Había escuchado a un Gryffindor, un Potter, un mago que probablemente crecería para ser un ícono de la luz hablando pársel.

Draco sabía que ese don usualmente era asociado al purista de sangre Salazar Slytherin y la gente que lo poseía nunca salía bien parada ante otros que no fueran de la casa de las serpientes. ¿Qué se supone que haría ahora? ¿Ir corriendo a la escuela y pregonarlo por todos lados para que la gente se pusiera en contra del hijo de los Potter? ¿Mantener silencio? ¿Chantaje? Existían tantas opciones pero consideró que lo mejor sería ponerse en contacto con su padre para preguntarle que podría hacer con la información. Quiso moverse para huir del lugar pero notó que Harry se había puesto a revisar los alrededores, sospechando que alguien lo miraba.

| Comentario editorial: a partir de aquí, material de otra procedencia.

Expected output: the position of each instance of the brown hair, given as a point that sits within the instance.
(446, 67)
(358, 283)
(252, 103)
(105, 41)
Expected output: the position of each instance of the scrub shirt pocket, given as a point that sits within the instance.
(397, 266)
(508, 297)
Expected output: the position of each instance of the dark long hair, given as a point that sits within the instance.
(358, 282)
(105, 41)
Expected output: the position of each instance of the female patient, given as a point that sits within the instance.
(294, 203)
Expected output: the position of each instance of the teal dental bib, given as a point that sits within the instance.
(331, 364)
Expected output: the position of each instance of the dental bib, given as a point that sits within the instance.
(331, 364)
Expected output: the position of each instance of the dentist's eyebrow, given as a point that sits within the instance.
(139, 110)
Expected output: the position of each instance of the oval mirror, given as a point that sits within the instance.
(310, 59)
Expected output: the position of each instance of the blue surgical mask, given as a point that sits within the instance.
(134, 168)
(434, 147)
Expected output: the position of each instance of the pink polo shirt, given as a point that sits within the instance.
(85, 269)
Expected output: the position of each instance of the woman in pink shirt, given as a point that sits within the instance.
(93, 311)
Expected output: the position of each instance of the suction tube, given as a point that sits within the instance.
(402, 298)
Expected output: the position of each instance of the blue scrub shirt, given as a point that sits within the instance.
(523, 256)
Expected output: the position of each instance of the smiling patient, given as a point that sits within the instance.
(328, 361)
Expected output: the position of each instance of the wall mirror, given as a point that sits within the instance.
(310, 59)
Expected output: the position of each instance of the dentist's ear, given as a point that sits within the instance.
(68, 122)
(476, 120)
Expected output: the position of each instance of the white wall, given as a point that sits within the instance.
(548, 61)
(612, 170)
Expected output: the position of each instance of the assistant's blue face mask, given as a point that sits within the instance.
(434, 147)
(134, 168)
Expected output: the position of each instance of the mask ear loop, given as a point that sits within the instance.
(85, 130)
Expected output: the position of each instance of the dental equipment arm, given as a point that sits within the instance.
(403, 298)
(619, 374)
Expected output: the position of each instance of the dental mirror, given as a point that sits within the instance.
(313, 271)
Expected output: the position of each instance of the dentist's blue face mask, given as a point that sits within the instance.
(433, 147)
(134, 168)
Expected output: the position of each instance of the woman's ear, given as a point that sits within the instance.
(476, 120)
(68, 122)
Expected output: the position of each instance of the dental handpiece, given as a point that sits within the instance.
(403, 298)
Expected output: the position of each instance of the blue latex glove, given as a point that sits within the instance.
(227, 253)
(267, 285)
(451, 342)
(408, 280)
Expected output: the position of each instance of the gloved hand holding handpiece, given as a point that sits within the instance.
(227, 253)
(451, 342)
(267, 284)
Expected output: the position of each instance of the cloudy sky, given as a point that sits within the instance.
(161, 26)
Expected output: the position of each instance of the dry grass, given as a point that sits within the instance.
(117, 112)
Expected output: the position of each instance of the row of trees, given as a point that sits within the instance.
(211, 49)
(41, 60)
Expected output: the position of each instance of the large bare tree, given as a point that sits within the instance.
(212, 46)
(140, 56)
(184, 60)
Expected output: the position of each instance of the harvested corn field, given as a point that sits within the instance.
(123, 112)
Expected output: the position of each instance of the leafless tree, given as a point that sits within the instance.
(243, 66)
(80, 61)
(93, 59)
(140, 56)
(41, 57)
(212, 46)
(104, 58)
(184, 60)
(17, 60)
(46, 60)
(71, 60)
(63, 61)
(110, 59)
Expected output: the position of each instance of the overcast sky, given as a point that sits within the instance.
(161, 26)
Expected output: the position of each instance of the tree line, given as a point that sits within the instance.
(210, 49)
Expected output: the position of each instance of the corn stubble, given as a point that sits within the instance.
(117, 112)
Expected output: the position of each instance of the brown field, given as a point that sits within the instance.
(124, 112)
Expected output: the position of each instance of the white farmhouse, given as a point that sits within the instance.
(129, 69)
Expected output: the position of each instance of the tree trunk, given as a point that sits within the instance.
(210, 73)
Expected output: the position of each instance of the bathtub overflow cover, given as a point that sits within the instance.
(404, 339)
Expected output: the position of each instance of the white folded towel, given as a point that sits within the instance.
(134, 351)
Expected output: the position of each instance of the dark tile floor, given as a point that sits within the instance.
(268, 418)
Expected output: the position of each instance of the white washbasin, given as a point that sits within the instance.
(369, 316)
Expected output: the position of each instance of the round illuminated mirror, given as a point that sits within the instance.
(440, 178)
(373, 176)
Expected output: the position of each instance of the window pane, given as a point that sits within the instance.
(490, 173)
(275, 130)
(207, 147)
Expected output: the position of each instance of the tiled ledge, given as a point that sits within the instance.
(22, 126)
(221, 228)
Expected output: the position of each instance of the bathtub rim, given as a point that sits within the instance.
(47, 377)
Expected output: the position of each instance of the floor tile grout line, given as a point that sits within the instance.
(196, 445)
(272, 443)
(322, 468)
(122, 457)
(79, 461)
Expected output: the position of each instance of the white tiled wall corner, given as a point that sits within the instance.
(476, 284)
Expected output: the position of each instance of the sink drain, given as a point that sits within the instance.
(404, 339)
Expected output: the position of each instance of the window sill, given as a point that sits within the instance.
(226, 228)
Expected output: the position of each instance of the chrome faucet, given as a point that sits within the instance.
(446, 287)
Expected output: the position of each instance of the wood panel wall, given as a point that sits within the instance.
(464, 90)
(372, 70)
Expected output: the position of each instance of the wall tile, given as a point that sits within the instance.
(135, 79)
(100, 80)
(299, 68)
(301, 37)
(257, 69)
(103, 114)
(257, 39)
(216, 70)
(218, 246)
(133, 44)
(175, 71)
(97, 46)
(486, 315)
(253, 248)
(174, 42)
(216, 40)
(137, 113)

Malfoy se mantuvo en su sitio, esperando que el otro siguiera con la extraña platica que sostenía con la serpiente y se distrajera de nuevo. Pero lo que pasó después le hizo darle gracias a la suerte porque Harry se había puesto de pie para después irse.

Y debido a eso ahora Draco sentía la necesidad de observar a Harry. No entendía como un Potter había heredado la capacidad de hablar con las serpientes. Cuestiono si tal vez el don estaba en la familia y todos los miembros habían guardado silencio respecto a su habilidad para evitarse problemas.

El rubio salió de sus cavilaciones al ver que Harry se levantaba de la mesa, probablemente había decidido irse a su sala común. Con un movimiento de mano el chico se despidió de Ron y Hermione.

Entonces Draco supo que era su momento. Quería confrontar a Harry y preguntarle sobre lo ocurrido en el bosque antes de enviarle una carta a su padre. Se puso de pie, sin importarle que hubiera dejado su comida a medias y que sus compañeros le vieran con sorpresa. Malfoy salió del comedor para ir detrás de Potter. Cuando vio que no había nadie cerca comenzó a correr para alcanzarlo. Una vez que logró su cometido agarro a Harry del hombro.

—Potter —dijo.

Harry dio un saltito y volteó. Sonrió al ver a Malfoy, justo lo que necesitaba, alguien para molestar.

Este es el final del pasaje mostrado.